The 27-year-old former Wimbledon champion received a barrage of abuse on Twitter when he publicly supported the pro-independence “Yes” campaign in the recent Scottish referendum on whether to stay within the United Kingdom.
He later said he regretted giving his opinions in public, saying his “Let’s Do This” tweet had resulted from getting caught up in an emotional day for Scotland.
It was not the first time the proud Scot had attracted criticism -- he once angered soccer fans by saying he would support whoever England were playing in the World Cup -- but he hopes the crowds in London’s O2 will be cheering for him.
“I’ve not had any problem so far,” Murray, who was the darling of the nation when he became Britain’s first male Wimbledon champion for 77 years in 2013, told reporters.
”There’s always been good support when I play here and at Wimbledon and Queen’s Club so I hope that’s the same.
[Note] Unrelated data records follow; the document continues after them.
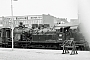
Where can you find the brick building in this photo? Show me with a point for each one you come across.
(32, 19)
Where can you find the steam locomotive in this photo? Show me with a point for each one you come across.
(25, 37)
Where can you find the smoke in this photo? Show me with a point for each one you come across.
(84, 18)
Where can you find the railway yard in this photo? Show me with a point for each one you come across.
(40, 54)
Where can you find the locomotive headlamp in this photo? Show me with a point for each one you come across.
(60, 35)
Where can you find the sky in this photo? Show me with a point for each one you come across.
(58, 8)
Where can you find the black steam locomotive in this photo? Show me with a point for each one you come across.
(40, 38)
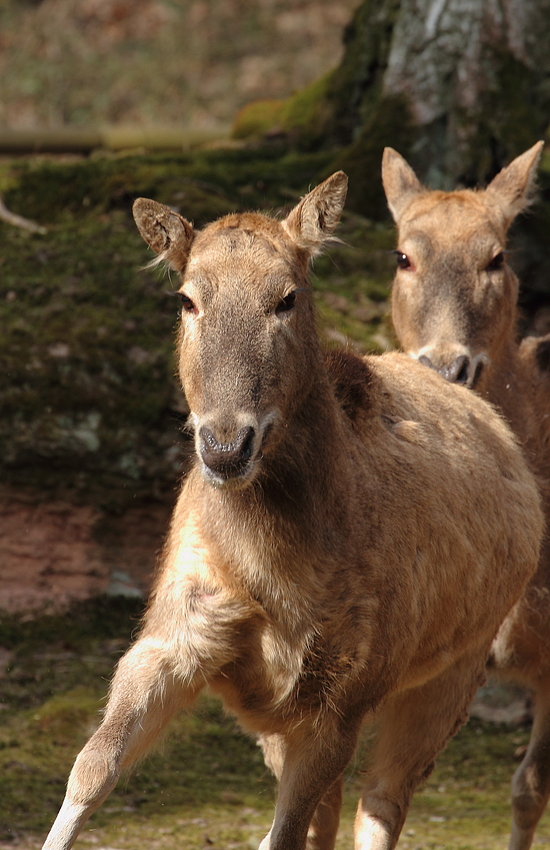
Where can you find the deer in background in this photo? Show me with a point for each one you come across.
(454, 308)
(346, 543)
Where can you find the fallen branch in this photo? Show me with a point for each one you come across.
(18, 220)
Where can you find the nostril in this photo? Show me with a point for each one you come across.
(463, 370)
(227, 459)
(456, 373)
(246, 436)
(426, 361)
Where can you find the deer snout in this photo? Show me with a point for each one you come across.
(463, 369)
(229, 460)
(455, 372)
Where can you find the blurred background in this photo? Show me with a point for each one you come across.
(209, 106)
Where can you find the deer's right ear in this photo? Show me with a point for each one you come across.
(165, 231)
(400, 182)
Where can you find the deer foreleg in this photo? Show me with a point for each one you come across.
(145, 694)
(531, 782)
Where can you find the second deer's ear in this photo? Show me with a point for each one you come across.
(165, 231)
(400, 182)
(513, 187)
(315, 218)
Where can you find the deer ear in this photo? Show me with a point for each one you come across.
(400, 182)
(513, 188)
(315, 218)
(165, 231)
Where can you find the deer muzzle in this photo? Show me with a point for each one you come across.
(224, 461)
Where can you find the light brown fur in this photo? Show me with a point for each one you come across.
(455, 309)
(338, 550)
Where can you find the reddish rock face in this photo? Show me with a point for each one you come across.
(53, 552)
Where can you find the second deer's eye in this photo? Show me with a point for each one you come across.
(286, 303)
(186, 303)
(403, 261)
(496, 263)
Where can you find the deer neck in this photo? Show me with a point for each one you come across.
(273, 532)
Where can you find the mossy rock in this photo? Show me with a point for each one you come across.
(89, 399)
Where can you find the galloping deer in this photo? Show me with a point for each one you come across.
(346, 543)
(454, 309)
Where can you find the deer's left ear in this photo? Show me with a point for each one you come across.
(165, 231)
(513, 188)
(315, 218)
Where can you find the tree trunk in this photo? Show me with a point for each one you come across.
(460, 87)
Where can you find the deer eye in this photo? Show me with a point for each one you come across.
(403, 261)
(186, 303)
(286, 304)
(496, 263)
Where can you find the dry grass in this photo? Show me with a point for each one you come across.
(190, 62)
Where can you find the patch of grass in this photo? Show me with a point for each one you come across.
(205, 784)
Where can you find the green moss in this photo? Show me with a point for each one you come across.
(88, 396)
(258, 118)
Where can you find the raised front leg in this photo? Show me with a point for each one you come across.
(315, 756)
(323, 826)
(415, 726)
(531, 782)
(144, 696)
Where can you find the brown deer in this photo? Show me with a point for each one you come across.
(345, 545)
(454, 309)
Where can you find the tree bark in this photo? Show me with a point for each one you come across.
(460, 87)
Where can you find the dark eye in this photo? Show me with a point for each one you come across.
(496, 263)
(403, 261)
(186, 303)
(286, 304)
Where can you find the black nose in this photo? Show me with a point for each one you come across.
(227, 460)
(456, 373)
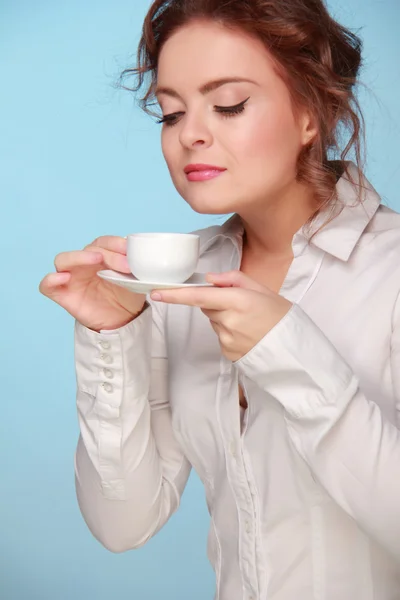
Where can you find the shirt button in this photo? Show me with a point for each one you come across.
(106, 358)
(107, 387)
(108, 373)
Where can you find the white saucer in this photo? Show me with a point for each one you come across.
(144, 287)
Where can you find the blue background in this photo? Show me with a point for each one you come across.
(78, 159)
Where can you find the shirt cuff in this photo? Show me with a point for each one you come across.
(297, 365)
(107, 362)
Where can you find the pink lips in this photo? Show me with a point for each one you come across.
(200, 172)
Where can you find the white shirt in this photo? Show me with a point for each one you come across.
(304, 493)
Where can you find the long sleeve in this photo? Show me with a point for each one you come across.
(130, 471)
(349, 445)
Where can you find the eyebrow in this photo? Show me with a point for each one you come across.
(206, 88)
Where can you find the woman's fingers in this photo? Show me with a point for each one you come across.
(52, 282)
(113, 243)
(65, 261)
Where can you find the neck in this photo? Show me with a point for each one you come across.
(269, 229)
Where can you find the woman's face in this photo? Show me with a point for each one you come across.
(256, 143)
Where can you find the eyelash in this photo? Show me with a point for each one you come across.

“But if not I will do my job regardless, put in my best effort and hopefully win back some fans this week.”
Murray put in a marathon effort just to qualify for the London showdown, winning three tournaments in an exhausting late-season schedule that took him from a three-stop tour of China, then Vienna, Valencia and Paris.
After missing last year’s ATP World Tour Finals because of back surgery, he was determined not to miss the party again.
In cramming 23 matches in since late September, Murray has played his way back into form and could even climb back into the top four in the ATP rankings with a strong showing in London.
“It was my idea to play so many,” a jovial Murray, who had not won a title, or beaten a top-10 player, all year before Shenzhen in September, said.
“I said to (member of his coaching team) Dani (Vallverdu) after getting back from New York that I wanted to play matches and get back to winning matches. It could be Futures, Challengers, just to have that feeling again.”
Murray, who is yet to win the ATP Tour Finals title, will also be up against six-times champion Roger Federer and Canadian debutant Milos Raonic in London.